The purpose of a separation/severance agreement is to minimize risk from employment termination, to compensate an employee for employment loss, and, contractually, to finalize the employment relationship.
It is an important tool for employers.
Here’s what you need to know about separation agreements:
Primary Components of a Separation Agreement:
- Background information (as appropriate) defining reason for separation
- Define final pay and statement that employee has been paid in full/received all benefits (including any vacation pay and COBRA rights, if any)
- Define Severance Payment
- Include Comprehensive Release
- Return of Company Property
- Confidentiality (of Separation Agreement)
- Confidentiality of Proprietary Information/Trade Secrets (or incorporate existing agreement)
- Non-Solicitation (or incorporate existing agreement)
- Non-Compete (or incorporate existing agreement)
- Anti-Piracy Provision (cannot steal employees)
- Clawback/Remedies Provision detailing that employee violates any terms of Agreement that employee would forfeit severance payment, but (importantly) all other terms of Agreement remain valid.
- If over 40, Older Worker Benefit Protection Act requires:
a. Must refer to rights under the ADEA – Age Discrimination in Employment Act
b. Must advise employee to consult with attorney.
c. Must provide 21 days to consider offer (45 days if part of exit incentive program).

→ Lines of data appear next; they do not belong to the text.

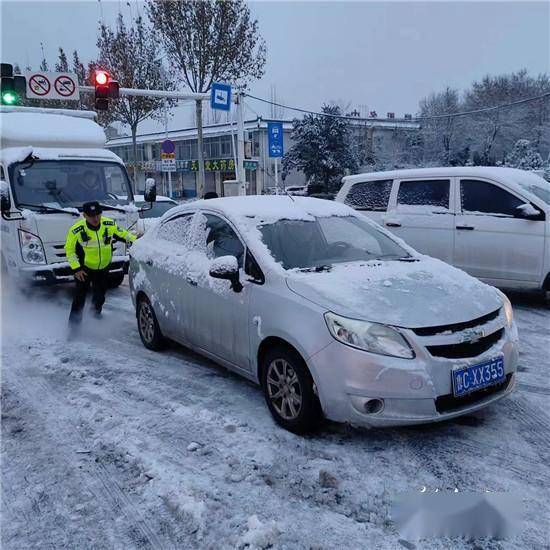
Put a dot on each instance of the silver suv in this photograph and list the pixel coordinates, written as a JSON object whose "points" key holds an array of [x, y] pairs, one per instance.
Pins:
{"points": [[332, 315]]}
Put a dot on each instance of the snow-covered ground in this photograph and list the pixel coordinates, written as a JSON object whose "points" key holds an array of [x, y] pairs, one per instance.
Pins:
{"points": [[108, 445]]}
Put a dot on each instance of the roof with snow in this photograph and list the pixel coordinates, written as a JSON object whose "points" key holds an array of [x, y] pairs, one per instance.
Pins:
{"points": [[270, 208], [45, 128]]}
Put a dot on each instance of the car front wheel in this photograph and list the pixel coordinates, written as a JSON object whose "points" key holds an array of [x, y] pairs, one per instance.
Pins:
{"points": [[149, 330], [289, 391]]}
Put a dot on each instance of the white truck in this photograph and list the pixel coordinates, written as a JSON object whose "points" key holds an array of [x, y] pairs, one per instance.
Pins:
{"points": [[51, 162]]}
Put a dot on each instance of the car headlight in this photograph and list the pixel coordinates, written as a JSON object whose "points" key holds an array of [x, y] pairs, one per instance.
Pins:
{"points": [[372, 337], [32, 250], [508, 311]]}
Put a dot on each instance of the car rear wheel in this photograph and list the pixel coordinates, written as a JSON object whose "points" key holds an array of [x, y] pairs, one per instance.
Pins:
{"points": [[148, 327], [289, 391]]}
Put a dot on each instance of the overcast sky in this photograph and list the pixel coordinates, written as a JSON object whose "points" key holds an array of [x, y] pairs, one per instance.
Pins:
{"points": [[384, 56]]}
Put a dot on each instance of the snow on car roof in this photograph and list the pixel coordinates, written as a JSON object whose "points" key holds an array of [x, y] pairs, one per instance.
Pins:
{"points": [[11, 155], [512, 177], [41, 129], [271, 208]]}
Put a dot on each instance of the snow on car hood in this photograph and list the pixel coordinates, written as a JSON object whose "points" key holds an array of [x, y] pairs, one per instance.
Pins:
{"points": [[416, 294]]}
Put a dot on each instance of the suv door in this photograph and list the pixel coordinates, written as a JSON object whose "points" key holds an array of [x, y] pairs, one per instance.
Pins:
{"points": [[371, 197], [219, 322], [424, 216], [492, 243]]}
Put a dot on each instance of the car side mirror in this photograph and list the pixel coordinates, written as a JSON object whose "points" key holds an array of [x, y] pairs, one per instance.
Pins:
{"points": [[528, 212], [227, 267], [150, 194], [5, 201]]}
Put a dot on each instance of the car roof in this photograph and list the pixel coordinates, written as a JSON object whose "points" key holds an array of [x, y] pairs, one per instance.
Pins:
{"points": [[268, 208]]}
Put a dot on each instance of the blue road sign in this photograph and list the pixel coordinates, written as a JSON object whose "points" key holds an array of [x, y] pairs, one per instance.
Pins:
{"points": [[275, 139], [220, 97], [168, 146]]}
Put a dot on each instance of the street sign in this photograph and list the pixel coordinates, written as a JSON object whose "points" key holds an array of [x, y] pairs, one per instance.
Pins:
{"points": [[220, 97], [275, 139], [168, 162], [168, 146], [47, 85]]}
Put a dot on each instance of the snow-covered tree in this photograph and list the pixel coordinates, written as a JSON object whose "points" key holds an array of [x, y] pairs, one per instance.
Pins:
{"points": [[129, 53], [524, 156], [209, 41], [322, 148]]}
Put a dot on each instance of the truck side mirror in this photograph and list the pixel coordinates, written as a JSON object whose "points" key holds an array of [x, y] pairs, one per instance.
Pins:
{"points": [[5, 201], [150, 194]]}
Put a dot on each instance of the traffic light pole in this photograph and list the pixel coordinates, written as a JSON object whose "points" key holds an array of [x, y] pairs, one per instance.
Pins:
{"points": [[238, 100]]}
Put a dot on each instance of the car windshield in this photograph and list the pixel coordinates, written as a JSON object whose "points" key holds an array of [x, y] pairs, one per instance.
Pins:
{"points": [[63, 184], [324, 241], [158, 209]]}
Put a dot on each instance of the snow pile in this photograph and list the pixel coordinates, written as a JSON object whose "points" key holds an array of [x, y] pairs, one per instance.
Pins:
{"points": [[259, 535]]}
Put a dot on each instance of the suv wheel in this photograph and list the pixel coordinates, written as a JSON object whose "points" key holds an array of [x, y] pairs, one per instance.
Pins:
{"points": [[288, 391], [148, 327]]}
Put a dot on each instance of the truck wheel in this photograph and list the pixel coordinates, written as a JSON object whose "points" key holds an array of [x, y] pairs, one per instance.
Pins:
{"points": [[115, 280], [148, 327], [288, 390]]}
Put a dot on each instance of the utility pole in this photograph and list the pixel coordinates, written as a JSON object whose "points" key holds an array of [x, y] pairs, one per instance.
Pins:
{"points": [[240, 144]]}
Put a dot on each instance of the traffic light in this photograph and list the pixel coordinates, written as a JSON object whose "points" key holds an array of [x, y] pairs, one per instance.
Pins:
{"points": [[105, 89], [12, 88]]}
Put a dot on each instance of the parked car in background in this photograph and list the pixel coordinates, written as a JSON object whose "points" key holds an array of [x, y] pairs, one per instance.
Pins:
{"points": [[491, 222], [325, 309], [147, 215], [298, 190]]}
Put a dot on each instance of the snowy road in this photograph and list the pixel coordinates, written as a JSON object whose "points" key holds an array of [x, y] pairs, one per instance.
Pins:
{"points": [[108, 445]]}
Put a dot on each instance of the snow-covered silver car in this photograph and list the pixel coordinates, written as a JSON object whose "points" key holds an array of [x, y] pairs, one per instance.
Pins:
{"points": [[328, 311]]}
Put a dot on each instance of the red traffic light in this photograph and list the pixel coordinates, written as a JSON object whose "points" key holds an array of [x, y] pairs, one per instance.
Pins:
{"points": [[101, 77]]}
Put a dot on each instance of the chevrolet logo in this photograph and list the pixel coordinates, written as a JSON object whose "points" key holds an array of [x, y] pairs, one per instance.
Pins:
{"points": [[473, 335]]}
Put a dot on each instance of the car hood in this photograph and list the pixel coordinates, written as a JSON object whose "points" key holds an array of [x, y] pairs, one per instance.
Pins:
{"points": [[414, 294]]}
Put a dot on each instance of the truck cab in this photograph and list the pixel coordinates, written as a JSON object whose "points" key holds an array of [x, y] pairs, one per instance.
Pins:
{"points": [[51, 162]]}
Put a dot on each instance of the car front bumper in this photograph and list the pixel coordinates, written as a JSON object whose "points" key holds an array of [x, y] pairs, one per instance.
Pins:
{"points": [[410, 391], [61, 272]]}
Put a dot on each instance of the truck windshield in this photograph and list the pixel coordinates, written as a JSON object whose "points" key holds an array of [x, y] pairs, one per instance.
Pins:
{"points": [[62, 184]]}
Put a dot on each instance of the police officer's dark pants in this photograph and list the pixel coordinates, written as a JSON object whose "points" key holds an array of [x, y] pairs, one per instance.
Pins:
{"points": [[97, 280]]}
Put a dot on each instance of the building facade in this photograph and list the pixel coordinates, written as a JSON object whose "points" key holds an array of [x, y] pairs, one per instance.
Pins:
{"points": [[220, 141]]}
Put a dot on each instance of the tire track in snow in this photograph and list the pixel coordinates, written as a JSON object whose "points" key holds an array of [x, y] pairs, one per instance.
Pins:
{"points": [[37, 390]]}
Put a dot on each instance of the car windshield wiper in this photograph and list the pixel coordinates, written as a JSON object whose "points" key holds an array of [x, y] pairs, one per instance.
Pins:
{"points": [[316, 268], [43, 208]]}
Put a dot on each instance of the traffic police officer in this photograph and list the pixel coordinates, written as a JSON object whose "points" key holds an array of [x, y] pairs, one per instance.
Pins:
{"points": [[89, 249]]}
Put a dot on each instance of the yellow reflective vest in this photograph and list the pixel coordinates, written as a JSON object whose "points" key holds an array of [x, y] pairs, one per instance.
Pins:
{"points": [[93, 248]]}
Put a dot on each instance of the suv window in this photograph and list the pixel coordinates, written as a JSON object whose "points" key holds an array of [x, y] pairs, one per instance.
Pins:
{"points": [[370, 195], [432, 193], [177, 230], [481, 197], [221, 240]]}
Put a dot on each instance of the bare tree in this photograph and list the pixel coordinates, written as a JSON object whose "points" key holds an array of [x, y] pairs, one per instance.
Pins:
{"points": [[130, 55], [209, 41]]}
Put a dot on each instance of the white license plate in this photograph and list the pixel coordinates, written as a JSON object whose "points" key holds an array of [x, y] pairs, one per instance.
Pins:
{"points": [[477, 377]]}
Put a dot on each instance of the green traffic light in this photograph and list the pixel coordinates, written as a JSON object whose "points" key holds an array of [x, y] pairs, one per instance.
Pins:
{"points": [[9, 98]]}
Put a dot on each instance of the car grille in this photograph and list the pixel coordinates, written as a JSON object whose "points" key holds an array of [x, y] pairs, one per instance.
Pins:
{"points": [[466, 349], [448, 403], [456, 327]]}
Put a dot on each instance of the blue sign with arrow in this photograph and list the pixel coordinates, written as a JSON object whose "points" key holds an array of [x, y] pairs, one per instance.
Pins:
{"points": [[275, 139], [220, 96]]}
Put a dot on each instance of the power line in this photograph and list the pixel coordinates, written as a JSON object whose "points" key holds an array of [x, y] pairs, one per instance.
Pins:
{"points": [[433, 117]]}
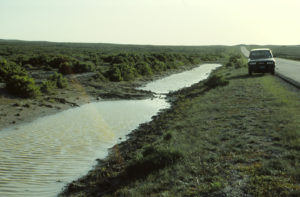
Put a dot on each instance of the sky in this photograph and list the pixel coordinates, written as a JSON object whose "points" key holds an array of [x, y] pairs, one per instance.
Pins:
{"points": [[155, 22]]}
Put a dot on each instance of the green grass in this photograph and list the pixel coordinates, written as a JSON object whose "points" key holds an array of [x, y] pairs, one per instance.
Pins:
{"points": [[238, 139]]}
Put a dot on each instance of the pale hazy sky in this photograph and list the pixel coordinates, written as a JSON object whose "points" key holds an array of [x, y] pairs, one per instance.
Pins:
{"points": [[164, 22]]}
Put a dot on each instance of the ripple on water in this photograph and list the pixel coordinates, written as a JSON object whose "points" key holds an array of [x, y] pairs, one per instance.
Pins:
{"points": [[39, 158]]}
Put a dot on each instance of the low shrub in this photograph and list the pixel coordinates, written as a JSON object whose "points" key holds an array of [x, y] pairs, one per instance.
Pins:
{"points": [[9, 69], [100, 76], [81, 67], [23, 86], [143, 68], [59, 80], [122, 72], [66, 68], [48, 86]]}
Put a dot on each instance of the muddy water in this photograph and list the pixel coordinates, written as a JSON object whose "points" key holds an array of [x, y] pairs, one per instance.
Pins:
{"points": [[39, 158], [180, 80]]}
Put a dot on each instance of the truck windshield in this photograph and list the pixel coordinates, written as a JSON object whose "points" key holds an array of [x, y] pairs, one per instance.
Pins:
{"points": [[260, 54]]}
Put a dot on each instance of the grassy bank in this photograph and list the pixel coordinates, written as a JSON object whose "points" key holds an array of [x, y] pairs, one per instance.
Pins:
{"points": [[237, 137]]}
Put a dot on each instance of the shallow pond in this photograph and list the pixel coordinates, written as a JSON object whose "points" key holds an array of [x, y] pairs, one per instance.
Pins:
{"points": [[39, 158]]}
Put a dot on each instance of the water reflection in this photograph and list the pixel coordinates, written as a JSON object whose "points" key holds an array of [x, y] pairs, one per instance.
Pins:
{"points": [[37, 159], [180, 80]]}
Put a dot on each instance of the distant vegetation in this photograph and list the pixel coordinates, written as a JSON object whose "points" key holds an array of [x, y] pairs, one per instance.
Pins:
{"points": [[110, 62]]}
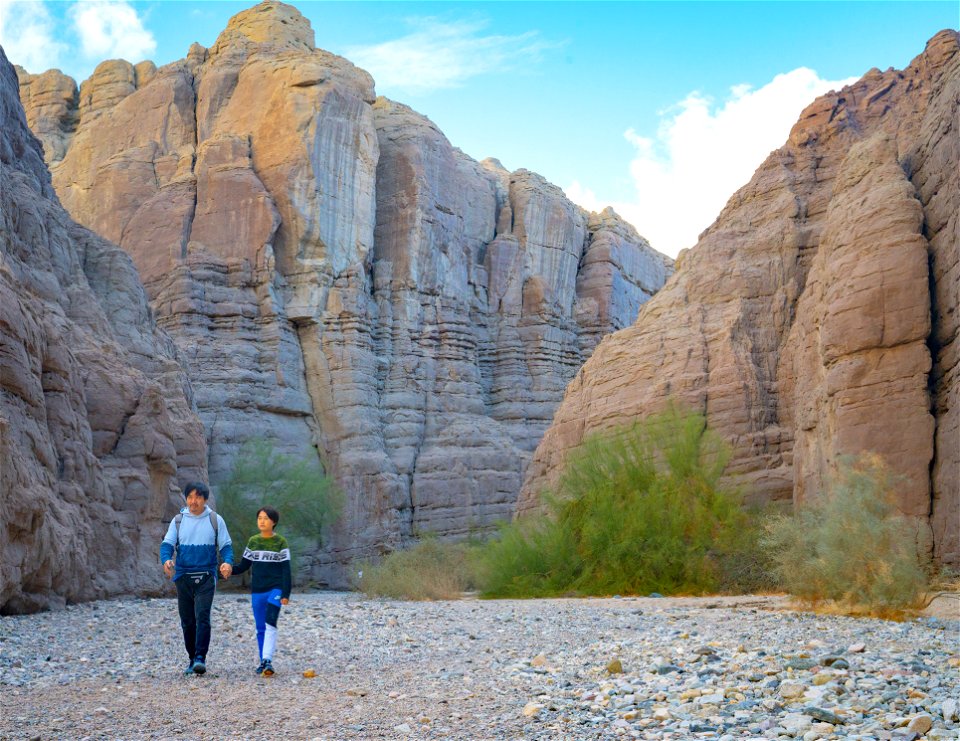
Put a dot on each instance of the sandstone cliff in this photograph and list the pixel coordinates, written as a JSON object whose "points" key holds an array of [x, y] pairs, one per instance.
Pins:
{"points": [[337, 276], [818, 315], [96, 427]]}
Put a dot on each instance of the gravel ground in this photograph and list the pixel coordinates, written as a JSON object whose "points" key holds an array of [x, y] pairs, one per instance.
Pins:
{"points": [[727, 668]]}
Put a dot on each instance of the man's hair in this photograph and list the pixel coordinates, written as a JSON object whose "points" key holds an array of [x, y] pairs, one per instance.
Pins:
{"points": [[271, 513], [196, 486]]}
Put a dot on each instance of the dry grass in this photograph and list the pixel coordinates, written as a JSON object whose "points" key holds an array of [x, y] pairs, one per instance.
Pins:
{"points": [[850, 550], [430, 570]]}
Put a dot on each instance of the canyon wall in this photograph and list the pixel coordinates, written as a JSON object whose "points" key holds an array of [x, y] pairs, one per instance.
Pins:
{"points": [[97, 428], [337, 276], [817, 317]]}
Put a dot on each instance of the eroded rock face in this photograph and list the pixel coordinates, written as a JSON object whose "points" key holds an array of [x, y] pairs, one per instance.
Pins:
{"points": [[818, 315], [337, 276], [96, 427]]}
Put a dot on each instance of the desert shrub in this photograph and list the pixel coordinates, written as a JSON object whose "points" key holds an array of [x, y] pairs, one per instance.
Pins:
{"points": [[431, 569], [850, 544], [637, 510], [307, 499]]}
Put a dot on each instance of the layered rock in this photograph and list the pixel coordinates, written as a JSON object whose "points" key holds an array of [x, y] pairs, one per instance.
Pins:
{"points": [[96, 427], [818, 315], [337, 276]]}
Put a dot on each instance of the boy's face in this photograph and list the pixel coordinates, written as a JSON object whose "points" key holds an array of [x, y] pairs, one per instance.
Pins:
{"points": [[195, 503], [264, 523]]}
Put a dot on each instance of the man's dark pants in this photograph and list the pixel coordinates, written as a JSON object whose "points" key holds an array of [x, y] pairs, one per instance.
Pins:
{"points": [[194, 601]]}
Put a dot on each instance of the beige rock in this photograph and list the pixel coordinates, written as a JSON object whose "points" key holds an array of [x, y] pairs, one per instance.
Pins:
{"points": [[801, 323], [341, 279], [97, 430]]}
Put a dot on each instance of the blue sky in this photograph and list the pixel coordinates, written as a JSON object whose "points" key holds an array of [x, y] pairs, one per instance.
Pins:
{"points": [[661, 109]]}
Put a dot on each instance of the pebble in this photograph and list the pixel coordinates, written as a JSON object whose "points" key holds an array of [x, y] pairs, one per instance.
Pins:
{"points": [[740, 668]]}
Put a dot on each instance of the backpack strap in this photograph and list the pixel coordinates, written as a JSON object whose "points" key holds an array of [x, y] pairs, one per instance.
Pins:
{"points": [[214, 523]]}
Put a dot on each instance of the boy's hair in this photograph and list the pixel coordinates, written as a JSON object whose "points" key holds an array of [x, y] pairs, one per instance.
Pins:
{"points": [[196, 486], [271, 513]]}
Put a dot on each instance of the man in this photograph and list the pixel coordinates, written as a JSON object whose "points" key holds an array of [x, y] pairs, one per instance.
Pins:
{"points": [[195, 535]]}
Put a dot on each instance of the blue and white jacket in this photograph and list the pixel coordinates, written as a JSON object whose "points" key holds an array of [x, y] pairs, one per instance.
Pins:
{"points": [[196, 551]]}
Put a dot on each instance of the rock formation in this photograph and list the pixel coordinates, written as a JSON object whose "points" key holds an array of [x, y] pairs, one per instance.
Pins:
{"points": [[818, 315], [337, 276], [96, 427]]}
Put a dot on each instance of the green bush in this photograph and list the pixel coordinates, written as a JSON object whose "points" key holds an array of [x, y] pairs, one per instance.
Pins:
{"points": [[307, 499], [637, 510], [431, 569], [850, 545]]}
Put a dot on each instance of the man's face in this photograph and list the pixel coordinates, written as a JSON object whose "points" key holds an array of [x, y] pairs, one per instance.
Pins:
{"points": [[195, 503]]}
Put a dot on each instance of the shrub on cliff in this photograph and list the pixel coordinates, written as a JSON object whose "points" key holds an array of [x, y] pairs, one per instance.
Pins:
{"points": [[308, 500], [850, 544], [637, 510], [431, 569]]}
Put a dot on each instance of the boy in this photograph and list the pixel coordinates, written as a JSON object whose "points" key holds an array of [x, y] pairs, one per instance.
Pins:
{"points": [[269, 557]]}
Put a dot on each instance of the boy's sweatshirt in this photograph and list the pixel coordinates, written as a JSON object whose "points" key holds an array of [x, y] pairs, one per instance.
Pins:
{"points": [[196, 551], [270, 559]]}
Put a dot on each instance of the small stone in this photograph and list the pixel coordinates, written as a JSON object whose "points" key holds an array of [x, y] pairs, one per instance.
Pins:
{"points": [[920, 724], [949, 710], [791, 690], [824, 715]]}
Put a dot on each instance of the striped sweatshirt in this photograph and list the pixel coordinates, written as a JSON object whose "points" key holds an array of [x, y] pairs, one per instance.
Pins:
{"points": [[196, 550], [270, 560]]}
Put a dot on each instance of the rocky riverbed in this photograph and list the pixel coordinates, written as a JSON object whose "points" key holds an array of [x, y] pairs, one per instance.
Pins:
{"points": [[711, 668]]}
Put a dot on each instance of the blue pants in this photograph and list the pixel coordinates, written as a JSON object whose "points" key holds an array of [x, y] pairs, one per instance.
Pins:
{"points": [[266, 610]]}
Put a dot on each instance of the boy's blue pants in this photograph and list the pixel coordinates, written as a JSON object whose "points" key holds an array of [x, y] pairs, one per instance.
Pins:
{"points": [[266, 610]]}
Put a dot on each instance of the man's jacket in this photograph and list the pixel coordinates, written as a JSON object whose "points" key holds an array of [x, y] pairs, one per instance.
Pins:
{"points": [[196, 550]]}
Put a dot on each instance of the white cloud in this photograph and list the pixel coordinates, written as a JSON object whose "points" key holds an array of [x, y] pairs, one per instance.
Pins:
{"points": [[441, 55], [111, 29], [703, 153], [28, 36]]}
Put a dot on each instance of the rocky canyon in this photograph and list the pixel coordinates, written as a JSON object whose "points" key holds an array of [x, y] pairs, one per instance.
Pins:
{"points": [[817, 317], [336, 276], [97, 426]]}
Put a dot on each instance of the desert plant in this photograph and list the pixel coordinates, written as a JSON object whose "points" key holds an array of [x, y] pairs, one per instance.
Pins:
{"points": [[431, 569], [850, 544], [308, 500], [638, 509]]}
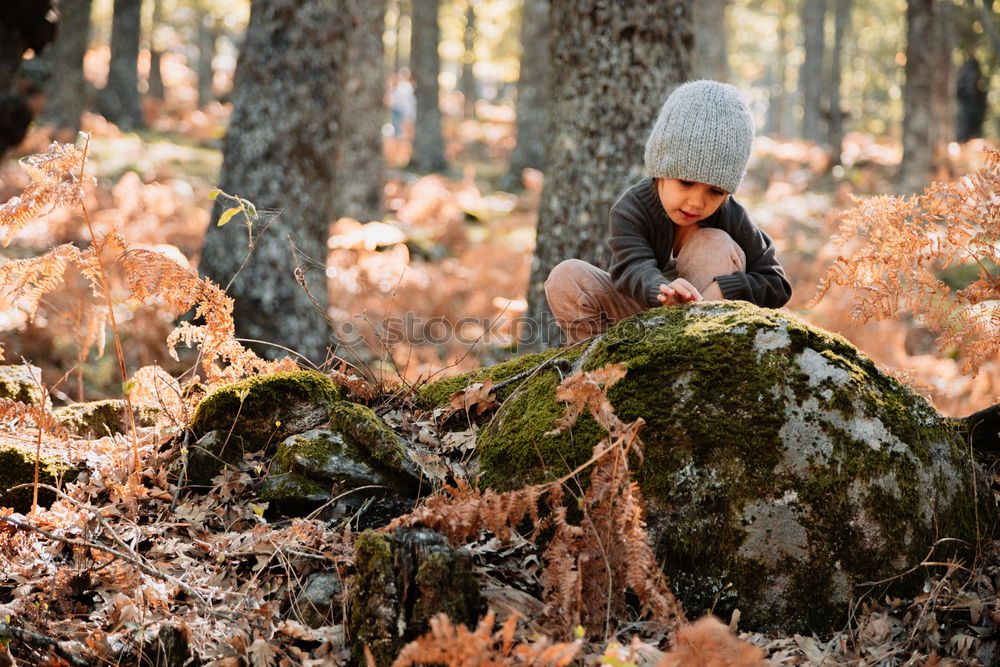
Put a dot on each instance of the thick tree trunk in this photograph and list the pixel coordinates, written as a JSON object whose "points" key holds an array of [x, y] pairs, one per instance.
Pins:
{"points": [[281, 153], [811, 72], [710, 55], [777, 98], [119, 101], [532, 89], [156, 90], [919, 116], [67, 88], [361, 178], [468, 86], [613, 65], [428, 144], [841, 27]]}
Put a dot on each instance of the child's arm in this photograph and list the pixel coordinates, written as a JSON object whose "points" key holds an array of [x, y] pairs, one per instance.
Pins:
{"points": [[635, 267], [763, 282]]}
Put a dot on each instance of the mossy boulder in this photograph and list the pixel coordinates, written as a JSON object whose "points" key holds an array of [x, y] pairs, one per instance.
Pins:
{"points": [[17, 466], [782, 469], [358, 451], [96, 419], [21, 383], [254, 415]]}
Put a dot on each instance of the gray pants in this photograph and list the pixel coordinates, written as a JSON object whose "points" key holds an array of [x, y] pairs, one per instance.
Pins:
{"points": [[586, 302]]}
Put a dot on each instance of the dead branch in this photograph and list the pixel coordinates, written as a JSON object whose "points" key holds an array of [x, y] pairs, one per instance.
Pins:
{"points": [[43, 642]]}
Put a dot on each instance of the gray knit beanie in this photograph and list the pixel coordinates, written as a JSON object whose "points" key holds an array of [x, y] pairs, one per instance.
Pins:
{"points": [[704, 133]]}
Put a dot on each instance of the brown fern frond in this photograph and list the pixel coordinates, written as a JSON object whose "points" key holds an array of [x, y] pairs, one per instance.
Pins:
{"points": [[25, 281], [898, 244], [53, 184]]}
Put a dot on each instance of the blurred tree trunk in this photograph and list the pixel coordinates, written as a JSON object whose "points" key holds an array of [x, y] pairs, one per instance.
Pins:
{"points": [[919, 114], [206, 54], [710, 54], [777, 90], [532, 89], [841, 27], [361, 176], [613, 65], [943, 104], [811, 71], [155, 55], [468, 86], [119, 100], [971, 94], [281, 153], [428, 144], [67, 88]]}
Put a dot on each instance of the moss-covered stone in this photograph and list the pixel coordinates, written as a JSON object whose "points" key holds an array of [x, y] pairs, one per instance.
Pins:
{"points": [[781, 466], [17, 466], [256, 414], [437, 394], [101, 418], [402, 581], [20, 383], [268, 408]]}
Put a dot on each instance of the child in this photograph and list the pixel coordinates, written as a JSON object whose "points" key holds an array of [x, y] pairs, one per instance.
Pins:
{"points": [[678, 236]]}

d. Must provide 7 days to revoke signature.
- When 2 or more employees are terminated at the same time and the employees are provided Separation Agreements, it may qualify as an “exit incentive program” or “other employment termination program.” In this case, employer must include attachment to Separation Agreement that sets forth:
a. Decisional Unit – class, unit or group of employees who were and were not terminated
b. Eligibility Factors
c. Job Titles and ages of all individuals eligible or who were selected for program and ages of all individuals in same job classification who are not selected for program.
** Note: This list is not all-encompassing, but is summary of primary provisions. It does not include any standard “boilerplate” provisions that must be included. Also, as with any legal contract, it should be customized for each individual employment situation.
Remember: a separation agreement is a contract. So, it must have consideration (additional compensation).
A separation agreement can be invalid if an employer uses fraud, undue influence, or other improper conduct to coerce employee to sign it.